To be sure, it is unsettling to think that the kind kid down the street could become an ISIS radical, or that the boy who sits behind you in church could be visiting neo-Nazi websites, or that the talkative woman you talk to on the subway aids and abets a man in power who preys on others. Of course, it’s unsettling that your next-door neighbor may love Seinfeld, eat cherry pie, and feel fondness for Hitler! But this is the world we live in. The shadows are not contained in prison cells or crime-ridden parts of town.
In November, The New York Times ran a story called “The Nazi Sympathizer Next Door.”
Veteran reporter Richard Faussett interviewed a white nationalist from Ohio named Tony Hovater, one of the “foot soldiers” in the resurgence of white supremacy, a man who speaks highly of Hitler and shares images on Facebook imagining what life would be like had Germany won the Second World War. The profile offered a personal look at Hovater, from his “cherry pie tattoo” and “midwestern manners” to his enjoyment of Seinfeld. We see him cooking; we hear about his pets. Tony seems so normal, even though “books about Mussolini and Hitler share shelf space with a stack of Nintendo Wii games.”
The backlash against the profile landed like a bomb. The writer and editors were blasted for “normalizing hate” and for offering too sympathetic a portrayal of a Nazi sympathizer. Instead of demonizing the man, they’d humanized him.
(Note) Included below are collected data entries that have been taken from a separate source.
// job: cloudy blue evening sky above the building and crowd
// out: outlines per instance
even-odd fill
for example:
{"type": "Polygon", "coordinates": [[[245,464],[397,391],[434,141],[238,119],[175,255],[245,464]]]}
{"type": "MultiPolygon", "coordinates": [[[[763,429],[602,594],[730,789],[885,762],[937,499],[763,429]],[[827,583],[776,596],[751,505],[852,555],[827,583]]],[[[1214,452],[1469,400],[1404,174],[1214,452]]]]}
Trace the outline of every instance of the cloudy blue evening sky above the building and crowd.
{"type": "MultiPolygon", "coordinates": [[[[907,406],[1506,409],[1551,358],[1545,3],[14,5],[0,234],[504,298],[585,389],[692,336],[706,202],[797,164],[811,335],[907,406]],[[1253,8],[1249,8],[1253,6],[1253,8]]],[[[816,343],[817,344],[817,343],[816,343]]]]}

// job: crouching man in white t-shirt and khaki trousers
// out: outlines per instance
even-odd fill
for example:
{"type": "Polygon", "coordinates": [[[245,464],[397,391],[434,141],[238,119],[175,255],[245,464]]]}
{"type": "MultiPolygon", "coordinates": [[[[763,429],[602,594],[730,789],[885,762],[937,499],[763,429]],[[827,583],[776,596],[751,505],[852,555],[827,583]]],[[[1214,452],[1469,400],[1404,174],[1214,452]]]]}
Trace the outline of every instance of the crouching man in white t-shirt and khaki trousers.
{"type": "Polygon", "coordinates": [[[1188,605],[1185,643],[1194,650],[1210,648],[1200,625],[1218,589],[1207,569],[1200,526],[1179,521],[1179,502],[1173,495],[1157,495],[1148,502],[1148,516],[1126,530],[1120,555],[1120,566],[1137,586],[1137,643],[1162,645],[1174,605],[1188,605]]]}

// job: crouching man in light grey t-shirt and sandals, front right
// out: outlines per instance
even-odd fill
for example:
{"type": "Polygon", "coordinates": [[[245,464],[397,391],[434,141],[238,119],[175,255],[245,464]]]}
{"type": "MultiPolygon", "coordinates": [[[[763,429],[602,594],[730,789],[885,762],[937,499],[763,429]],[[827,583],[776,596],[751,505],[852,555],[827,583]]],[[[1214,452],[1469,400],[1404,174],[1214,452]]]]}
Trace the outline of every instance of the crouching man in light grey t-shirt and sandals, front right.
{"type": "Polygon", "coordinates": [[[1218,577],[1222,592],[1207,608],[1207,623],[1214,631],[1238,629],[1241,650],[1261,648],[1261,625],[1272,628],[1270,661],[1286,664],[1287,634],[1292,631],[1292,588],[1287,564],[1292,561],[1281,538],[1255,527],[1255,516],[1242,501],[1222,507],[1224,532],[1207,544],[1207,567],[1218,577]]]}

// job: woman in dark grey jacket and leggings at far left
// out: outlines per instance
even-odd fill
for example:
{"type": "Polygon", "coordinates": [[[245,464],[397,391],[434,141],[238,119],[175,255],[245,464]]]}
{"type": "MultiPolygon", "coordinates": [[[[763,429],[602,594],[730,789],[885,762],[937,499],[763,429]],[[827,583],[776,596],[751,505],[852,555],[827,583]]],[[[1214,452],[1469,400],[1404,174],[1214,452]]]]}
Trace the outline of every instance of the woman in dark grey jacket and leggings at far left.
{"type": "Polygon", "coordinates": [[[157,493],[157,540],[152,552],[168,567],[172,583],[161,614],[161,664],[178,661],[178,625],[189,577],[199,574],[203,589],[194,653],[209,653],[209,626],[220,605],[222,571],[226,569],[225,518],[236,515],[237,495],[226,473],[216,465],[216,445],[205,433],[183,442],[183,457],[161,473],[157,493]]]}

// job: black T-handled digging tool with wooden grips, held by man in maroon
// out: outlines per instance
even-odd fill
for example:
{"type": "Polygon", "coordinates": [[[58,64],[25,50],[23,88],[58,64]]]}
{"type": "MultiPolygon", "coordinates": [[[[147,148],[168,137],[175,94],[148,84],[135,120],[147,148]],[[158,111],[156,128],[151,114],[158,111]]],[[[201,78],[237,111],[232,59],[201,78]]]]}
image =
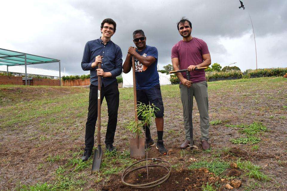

They hadn’t been clear enough in their condemnation of his nationalist and anti-Semitic views.
In response to the outcry, the story’s headline changed to “A Voice of Hate in America’s Heartland.” Then the Times’s national editor defended the story as an exploration into the people who came to the Charlottesville protest.
“The point of the story was not to normalize anything but to describe the degree to which hate and extremism have become far more normal in American life than many of us want to think.”
I understand the visceral reaction that many had to the story. It was disturbing. It’s true that portraying a virulent racist as normal in any way may lessen the horror of a reader who encounters a hateful worldview, or may open the door for racism to no longer seem “beyond the pale.”
Still, some of the backlash was misguided. Many of the critics of the original article made it sound like the categories of “good” and “evil” are so tightly defined that we can (and should) build a wall of separation between the “good guys” and the “bad guys.” The assumption is that evil people do exist, but that they are monsters, of a completely different class of humanity than those of us who are enlightened and good.
The reality is, evil often appears normal. Evil beliefs and actions often show up alongside “midwestern manners” with a slice of “cherry pie.”
- Consider the fusion of Southern hospitality and Southern slavery, or the parasitical nature of evil in many of Christianity’s great heroes.
- Look at the pictures of young men and women in Austria smiling and dancing after a long day of hard work . . . as officials in a concentration camp.
- Watch the video of a Planned Parenthood executive munching on salad and drinking her wine while she casually discusses how she adapts the abortion procedure (“I’m gonna basically crush below, I’m gonna crush above . . .) in order to salvage the body parts of unborn babies for sale.
We deceive ourselves if we think evil is relegated to “monsters,” or that evil beliefs take root in people who belong to a different class of humanity than ourselves. The disturbing thing about evil is that it’s everywhere, and most of the time, is not extreme.
In a recent article on this topic, Jared Wilson mentioned Hannah Arendt, who at the close of her famous book on the Nazi war criminal, Adolf Eichmann, reiterated “the lesson that this long course in human wickedness had taught us—the lesson of the fearsome, word-and-thought-defying banality of evil.”
Eichmann was “the faceless bureaucrat of death.” She claimed that “he personified neither hatred or madness nor an insatiable thirst for blood, but something far worse, the faceless nature of Nazi evil itself . . .”
At the time, many faulted Arendt for humanizing the war criminal. Even today, some contend that Eichmann faked his self-presentation as a mindless bureaucrat, a mere shuffler of papers. How else can we make sense of the way normality and bottomless cruelty coexist?
But history shows that evil and normalcy coexist in ways that boggle the mind.